More Droughts After Heavier Rains II.

Scatter-plot 1890 to 1975

Droughts and flooding rains at Manilla NSW were related in a way that is remarkable and unexpected.

Part II. Scatter-plots

[Back to Part I: Graphical logs]

I have made scatter plots to see how much correlation there is between the two data sets: the frequency % of severe 12-month drought and the total decadal daily rainfall excesses over 50 mm, when lagged five years. (For data details, see Note 1, below.)

A. The first 70% of the data

The first scatter-plot includes only the first 70% of the data, from 1890 to 1975, which showed matching patterns on the graphical log copied below. I have broken the data points into two groups: the aberrant group 1940 to 1955 (red) and the fourteen best-matched points (blue). The trend line that best fits those fourteen points is y = 0.028x + 0.407, with R-squared = 0.898. However, I have been able to fit the trend line y = 0.030x, that shows y proportional to x, without making R-squared worse than 0.892.
Similarly, the four decades centred on 1940, 1945, 1950 and 1955, had y = 0.050x, with R-squared equal to 0.902.

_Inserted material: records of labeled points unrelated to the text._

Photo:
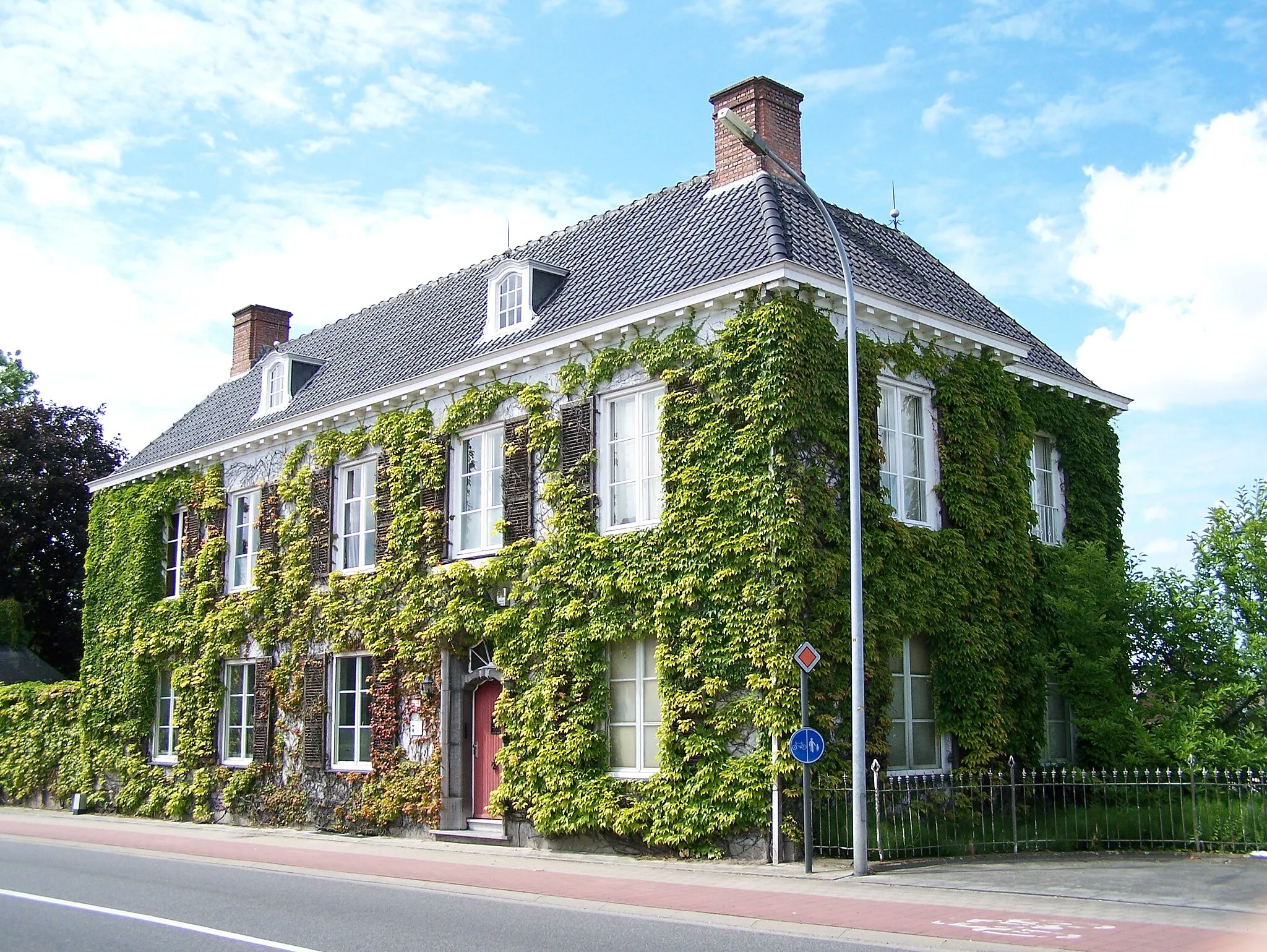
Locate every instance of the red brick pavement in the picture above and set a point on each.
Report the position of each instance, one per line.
(903, 918)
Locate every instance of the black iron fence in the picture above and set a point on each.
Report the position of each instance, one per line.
(967, 813)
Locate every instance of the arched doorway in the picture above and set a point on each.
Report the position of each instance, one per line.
(486, 742)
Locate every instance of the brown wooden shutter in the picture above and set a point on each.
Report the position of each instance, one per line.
(436, 500)
(384, 716)
(270, 512)
(517, 482)
(577, 442)
(314, 714)
(383, 511)
(261, 739)
(320, 528)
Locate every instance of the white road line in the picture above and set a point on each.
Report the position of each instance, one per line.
(157, 920)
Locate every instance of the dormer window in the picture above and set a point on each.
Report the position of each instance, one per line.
(281, 377)
(275, 386)
(510, 301)
(517, 292)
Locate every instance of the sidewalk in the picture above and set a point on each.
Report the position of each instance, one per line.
(1110, 904)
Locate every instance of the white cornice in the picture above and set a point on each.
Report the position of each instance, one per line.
(601, 330)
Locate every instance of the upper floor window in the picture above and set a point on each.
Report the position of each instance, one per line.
(351, 709)
(630, 459)
(1046, 491)
(275, 386)
(356, 526)
(634, 710)
(913, 738)
(510, 301)
(904, 427)
(238, 747)
(244, 538)
(478, 491)
(173, 552)
(164, 742)
(1060, 727)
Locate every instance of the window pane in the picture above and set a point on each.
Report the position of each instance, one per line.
(924, 743)
(624, 701)
(920, 663)
(921, 698)
(625, 747)
(622, 659)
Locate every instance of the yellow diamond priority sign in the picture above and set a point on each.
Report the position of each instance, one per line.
(807, 657)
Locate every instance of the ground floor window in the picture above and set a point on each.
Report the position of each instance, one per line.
(353, 711)
(239, 713)
(634, 713)
(1060, 727)
(164, 745)
(913, 740)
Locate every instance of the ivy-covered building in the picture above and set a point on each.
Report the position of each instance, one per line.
(531, 544)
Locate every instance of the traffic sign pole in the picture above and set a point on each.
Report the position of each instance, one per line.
(807, 817)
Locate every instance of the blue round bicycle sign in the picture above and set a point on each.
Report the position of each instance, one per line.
(807, 745)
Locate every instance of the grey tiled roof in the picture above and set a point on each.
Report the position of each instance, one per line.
(667, 242)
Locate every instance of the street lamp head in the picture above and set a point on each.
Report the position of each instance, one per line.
(742, 131)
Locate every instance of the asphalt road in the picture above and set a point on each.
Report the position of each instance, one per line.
(319, 913)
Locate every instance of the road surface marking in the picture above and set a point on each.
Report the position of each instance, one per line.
(157, 920)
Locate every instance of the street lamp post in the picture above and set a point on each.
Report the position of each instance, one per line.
(753, 141)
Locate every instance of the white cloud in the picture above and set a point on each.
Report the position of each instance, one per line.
(144, 326)
(1157, 100)
(938, 112)
(400, 99)
(858, 79)
(119, 64)
(1179, 252)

Expressed in words: for fourteen of the first eighteen data points, the frequency % of severe 12-month droughts remained close to 0.03 times the decade total of daily rainfall (>50 mm/day) measured five years earlier. For the other group of four adjacent points, the number was not 0.03, but 0.05.

B. All the data

Scatter-plot 1890 to 2010

The second scatter plot shows data for all 25 (five-year overlapped) decades. There is a “shot-gun” pattern, as expected. Recognising that matching patterns on the graphical log (copied here) are not present after 1975, I have broken the population into two: 1890 to 1975 (in blue), and 1980 to 2010 (in red), with a linear trend fitted to each. As expected, the second (red) population has a near-horizontal trend with a trivial value for R-squared.

Log of 1-year droughts and 5-year lagged heavy rainfallsThe trend for the earlier (blue) population, however, is rather convincing, with an R-squared value of 0.591. For this (blue) population, not many points are more than one percentage unit from the trend line. Points for 1940, 1945, 1950, and 1955 have higher drought frequency values than expected. They are identified on this scatter-plot by blue squares. The first scatter plot splits this 1890 to 1975 population into two.

Discussion

Taken together, the graphical log, with its remarkably good match and the scatter plots with their high R-squared values, indicate that there was, from 1890 to 1975, a phenomenon to be explained .

Continued in Part III: Predicting drought from heavy rain


Note 1. Data

A. “Droughts”
(See this earlier post.)

The graphical log of 12-month droughts shows the percentage of months in each decade that have a 12-month rainfall total below the 5th percentile. They have a median value of 5% but range above and below it. Values are plotted against the mid-year of each decade, with decades overlapped by five years. They have been smoothed (1:2:1)/4.

B. “Flooding Rains”
(See this earlier post.)

From the 130-year record of daily rainfalls at Manilla, NSW up to December 2014, I selected all 125 “very wet days” that have readings exceeding 50 mm. I listed them by date.
Since it is only the excess rainfall that runs off, leading to flooding, I have subtracted 50 mm from each rainfall amount. Then I have summed all such excesses for each half-decade. I summed these in pairs to give a decade sum (in mm) centered on the years 1885, 1890, 1895, etc.